这时,贝尔纳普原想提议不要把类似这样的评语记录在案,但被杰夫森一下子拦阻了。

接着,克莱德在不断逼问下谈到他划船、游泳的经历,他不得不招认:有好多次他到湖上去是坐了挺危险的小划子,可从来没有碰到过什么意外事故。

“你第一次带罗伯达游克拉姆湖,就是坐小划子,可不是?”

“是的,先生。”

“不过,那一回你没有碰到过什么意外事故?”

“没有,先生。”

“那时候你很爱她,可不是?”

“是的,先生。”

“不过,那天她坐上这条结实的圆肚底小划子,淹死在大比腾湖时,你早已不再爱她了?”

“哦,那时我心里怎么感觉,反正我已说过了。”

“当然罗,这同在克拉姆湖上时你是爱她的这一事实之间并没有什么联系,不过,在大比腾湖——”

“那时候我心里有怎样的感觉,我早已说过了。”“不过,反正你还是想把她摆脱掉,可不是?她还没有死,你就马上逃到另一个姑娘那儿去了。这你可并不否认,是吧?”“我为什么这么做,反正我解释过了,”克莱德又重申了一遍。

“解释过了!解释过了!而且你指望任何一个公正、正派、明智的人都相信你这种解释,是吧?”梅森怒火直冒,简直按捺不住了。而克莱德对此也不敢再置一词了。法官预料到杰夫森对此会提出异议,因此就提前大声吼道:“支持异议。”可梅森还是照样说下去。“说不定,格里菲思,你会说,你在划船时只不过有点粗心大意,自个儿把小船给碰翻了,是吧?”他走到克莱德身旁,乜了一眼。

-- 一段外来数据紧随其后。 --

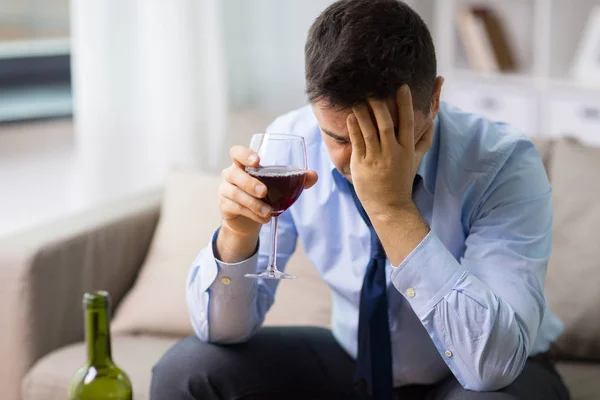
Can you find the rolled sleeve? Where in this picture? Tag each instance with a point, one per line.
(427, 275)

“没有,先生,我可不是粗心大意。这是我无法防止发生的一次意外事故。”克莱德面色苍白、疲惫,可还是保持相当镇静。

“一次意外事故。比方说,就象堪萨斯城那次意外事故一模一样。这一类意外事故嘛,格里菲思,你倒是很熟悉,可不是吗?”梅森一面冷笑,一面慢条斯理地问道。

“那件事是怎样发生的,我早已解释过了,”克莱德紧张不安地回答说。

“陷害少女们致死的这一类意外事故,你倒是很在行,可不是吗?在她们里头某一个快死的时候,你总是逃掉了吧?”

“我抗议,”贝尔纳普蹦了起来,大声吼道。

“支持异议,”奥伯沃泽厉声喊道。“本庭审讯概不涉及其他意外事故。请原告及其律师一方的发言,只能与本案有关为限。”

原来杰夫森曾就堪萨斯城那次意外事故作过辩解,现在梅森对杰夫森进行还报后感到很得意,就继续说,“格里菲思,经你无意之中的一击把小船碰翻后,你和奥尔登小姐一起落了水——你们两人相隔有多大距离?”

“哦,当时我可没有注意呢。”

“相当近,可不是吗?当然不见得会超过一两英尺——从你站在船上来估摸吧?”

“哦,我可没有注意呢。也许是那样,是的,先生。”

“挨得够近的,只要你乐意高抬贵手的话,准能一把抓住她,紧紧地把她抱住,可不是吗?当时眼看着她快要摔倒,你一跃而起,不就是为了这个吗?”

“是的,我就是为了这个才一跃而起的,”克莱德够费劲地说。“不过并不是挨得够近,拉不住她。我一下子沉到水里,这我记得很清楚,可当我浮上水面时,她却离开我相当远了。”“得了,说得确切些,有多远?从这儿到陪审席这一头,还是到那一头?是有一半远,还是怎么的?”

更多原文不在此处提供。